Google hits coder G-spot with Linux command line tool
'I love you, Google,' scream text interface obsessives
Google has introduced a command line utility for accessing various Chocolate Factory services, including YouTube, Blogger, Google Docs, Calender, and Contacts. And an army of text-interface obsessives have responded with glee.
"I love you!!" one coder told Google. "This couldn't be better!!"
"Ooh, I hope it's not April 1 today. *calendar check* Wow, nope!" said another. "There goes my Friday evening."
"Effin amazing" said a third.
Google CL is a Python application that uses the gdata Python client library to make Google Data API calls from the command line. Currently, it supports Blogger, Picasa, YouTube, Google Docs, Contacts, and Calendar.
Just think of it. You can update your blog or browse a list of web videos or update your online calendar – all without stooping to the level of a GUI interface.
"Ever wanted to upload a folder full of photos to Picasa from a command prompt?" Google said in a blog post. "We did, a lot, last summer. It made us want to say:
$ google picasa create --title "My album" ~/Photos/vacation/*.jpg
So we wrote a program to do that, and a whole lot more."

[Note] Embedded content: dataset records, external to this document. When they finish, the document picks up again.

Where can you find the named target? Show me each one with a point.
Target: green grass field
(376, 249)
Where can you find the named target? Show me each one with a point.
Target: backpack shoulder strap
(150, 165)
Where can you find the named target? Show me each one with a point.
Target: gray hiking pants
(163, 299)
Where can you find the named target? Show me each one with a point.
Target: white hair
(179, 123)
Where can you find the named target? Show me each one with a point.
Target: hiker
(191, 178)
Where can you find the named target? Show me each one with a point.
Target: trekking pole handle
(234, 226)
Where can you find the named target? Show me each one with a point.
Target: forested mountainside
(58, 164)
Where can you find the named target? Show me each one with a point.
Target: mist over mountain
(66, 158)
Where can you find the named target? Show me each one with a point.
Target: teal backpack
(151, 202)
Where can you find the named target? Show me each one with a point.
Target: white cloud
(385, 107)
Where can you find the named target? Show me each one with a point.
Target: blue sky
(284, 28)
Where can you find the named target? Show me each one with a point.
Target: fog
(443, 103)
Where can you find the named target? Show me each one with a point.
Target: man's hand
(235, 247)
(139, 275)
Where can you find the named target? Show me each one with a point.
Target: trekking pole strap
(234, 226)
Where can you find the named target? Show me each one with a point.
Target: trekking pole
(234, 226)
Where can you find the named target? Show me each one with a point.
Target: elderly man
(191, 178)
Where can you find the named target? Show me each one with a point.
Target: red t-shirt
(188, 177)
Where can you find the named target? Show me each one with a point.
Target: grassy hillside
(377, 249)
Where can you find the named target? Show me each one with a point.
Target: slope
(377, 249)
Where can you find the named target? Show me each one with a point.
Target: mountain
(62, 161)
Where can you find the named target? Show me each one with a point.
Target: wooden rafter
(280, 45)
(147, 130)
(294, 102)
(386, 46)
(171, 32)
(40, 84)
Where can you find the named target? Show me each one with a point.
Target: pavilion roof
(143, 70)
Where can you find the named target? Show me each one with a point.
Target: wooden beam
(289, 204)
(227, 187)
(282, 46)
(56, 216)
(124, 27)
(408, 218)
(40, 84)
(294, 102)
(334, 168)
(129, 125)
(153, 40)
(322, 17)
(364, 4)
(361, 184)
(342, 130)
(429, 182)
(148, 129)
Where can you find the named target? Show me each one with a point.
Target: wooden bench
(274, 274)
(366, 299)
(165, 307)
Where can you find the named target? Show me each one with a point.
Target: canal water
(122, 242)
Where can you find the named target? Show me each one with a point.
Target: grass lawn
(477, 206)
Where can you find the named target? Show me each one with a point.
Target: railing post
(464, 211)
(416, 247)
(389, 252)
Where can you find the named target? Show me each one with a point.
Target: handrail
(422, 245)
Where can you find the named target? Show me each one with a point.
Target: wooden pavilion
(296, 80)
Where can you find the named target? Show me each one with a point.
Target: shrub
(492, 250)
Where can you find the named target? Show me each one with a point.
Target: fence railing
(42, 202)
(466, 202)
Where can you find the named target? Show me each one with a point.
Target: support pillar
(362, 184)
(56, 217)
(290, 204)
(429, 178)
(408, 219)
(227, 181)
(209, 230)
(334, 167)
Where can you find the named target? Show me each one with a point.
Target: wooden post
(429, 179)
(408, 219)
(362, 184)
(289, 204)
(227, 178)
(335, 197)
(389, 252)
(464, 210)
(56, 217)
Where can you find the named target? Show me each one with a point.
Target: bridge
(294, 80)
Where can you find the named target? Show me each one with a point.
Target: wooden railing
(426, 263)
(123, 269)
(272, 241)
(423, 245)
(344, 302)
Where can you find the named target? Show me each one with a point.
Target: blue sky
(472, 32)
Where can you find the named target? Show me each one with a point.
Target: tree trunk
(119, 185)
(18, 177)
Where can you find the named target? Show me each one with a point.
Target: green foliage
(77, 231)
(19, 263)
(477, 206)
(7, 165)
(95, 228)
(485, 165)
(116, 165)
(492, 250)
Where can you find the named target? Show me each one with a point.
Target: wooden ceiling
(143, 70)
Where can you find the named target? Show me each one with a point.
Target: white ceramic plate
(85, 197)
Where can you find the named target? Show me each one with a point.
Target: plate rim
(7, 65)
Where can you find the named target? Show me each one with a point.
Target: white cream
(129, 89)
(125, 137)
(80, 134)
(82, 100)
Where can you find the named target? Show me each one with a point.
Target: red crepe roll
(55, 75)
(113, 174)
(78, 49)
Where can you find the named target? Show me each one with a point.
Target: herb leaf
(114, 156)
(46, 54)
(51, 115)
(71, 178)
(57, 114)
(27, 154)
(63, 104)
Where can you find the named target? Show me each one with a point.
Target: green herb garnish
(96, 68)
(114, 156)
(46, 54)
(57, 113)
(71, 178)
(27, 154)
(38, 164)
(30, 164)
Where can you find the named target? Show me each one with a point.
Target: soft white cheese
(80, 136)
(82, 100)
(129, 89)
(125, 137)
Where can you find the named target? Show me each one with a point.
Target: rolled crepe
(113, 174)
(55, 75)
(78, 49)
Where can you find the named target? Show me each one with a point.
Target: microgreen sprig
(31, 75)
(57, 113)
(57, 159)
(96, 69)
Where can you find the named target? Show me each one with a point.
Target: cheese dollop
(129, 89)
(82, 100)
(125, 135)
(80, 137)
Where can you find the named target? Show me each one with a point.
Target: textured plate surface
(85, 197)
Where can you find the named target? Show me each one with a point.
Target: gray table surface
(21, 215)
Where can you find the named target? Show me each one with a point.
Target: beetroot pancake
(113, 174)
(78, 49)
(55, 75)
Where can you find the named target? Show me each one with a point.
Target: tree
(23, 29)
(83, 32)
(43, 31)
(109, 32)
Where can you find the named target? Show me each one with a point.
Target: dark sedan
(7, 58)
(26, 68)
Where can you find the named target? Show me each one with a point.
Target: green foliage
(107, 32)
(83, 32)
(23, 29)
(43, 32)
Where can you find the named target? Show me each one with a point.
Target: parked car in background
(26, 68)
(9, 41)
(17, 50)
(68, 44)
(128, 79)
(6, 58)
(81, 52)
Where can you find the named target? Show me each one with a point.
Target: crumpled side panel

The open source Google CL is hosted on Google Code, and you can browse the project here. Once you download the application, you too can enjoy such command line orgasms as:
$ google blogger post --blog "My blog" --tags "python, googlecl, development" my_post.html
$ google calendar add "Lunch with Jason tomorrow at noon"
$ google docs edit --title "Shopping list" --editor vim
The project is geared towards Linux. Google offers a Linux .deb package and a tar archive for download. But independent developer Isaac Truett is offering instructions for using the tool on Windows. And Google points to some Mac tips here.
Example scripts are available here. ®
Was that sarcasm?
Why the poor attempt at sarcasm? As it happens, command line interfaces are more efficient for certain tasks, especially those which are repetitive and/or lend themselves well to automation, they are also faster in some instances (not just for general admin, take for example skilled CAD operators, who use the command line as their primary interface with the mouse being just an extension of it). The right tool for the job and all that.
The tone of the article feels a bit like mocking touch typists just because you're a two-fingers only, stare and poke type. Nevertheless, thanks for the news.
We're doomed, doomed I tell you
if children play with this sort of thing then they may learn to put several commands together and whole graphics/pr departments will be replaced with batch files and we wont be able to move on the streets for out of work people explaining to us in a patronising manner how cars and traffic lights will never catch on because they're not shaded in quite the right way or how its been shown by Hiccups, Windrush and Follow-Through (PDF download £99) how the whole concept of simple one click on-line sales really needs to be padded out with 'dickheads who bought this toothpaste also bought a trident submarine' to actually sell ...er toothpaste...
Oh shit - all those second hand macs bringing down the price of proper PC's
Re : text-interface obsessives
There may well be lots of people who want to interact by CLI with programs but the REAL advantage is being able to embed this type of control into scripts, cron jobs and programs.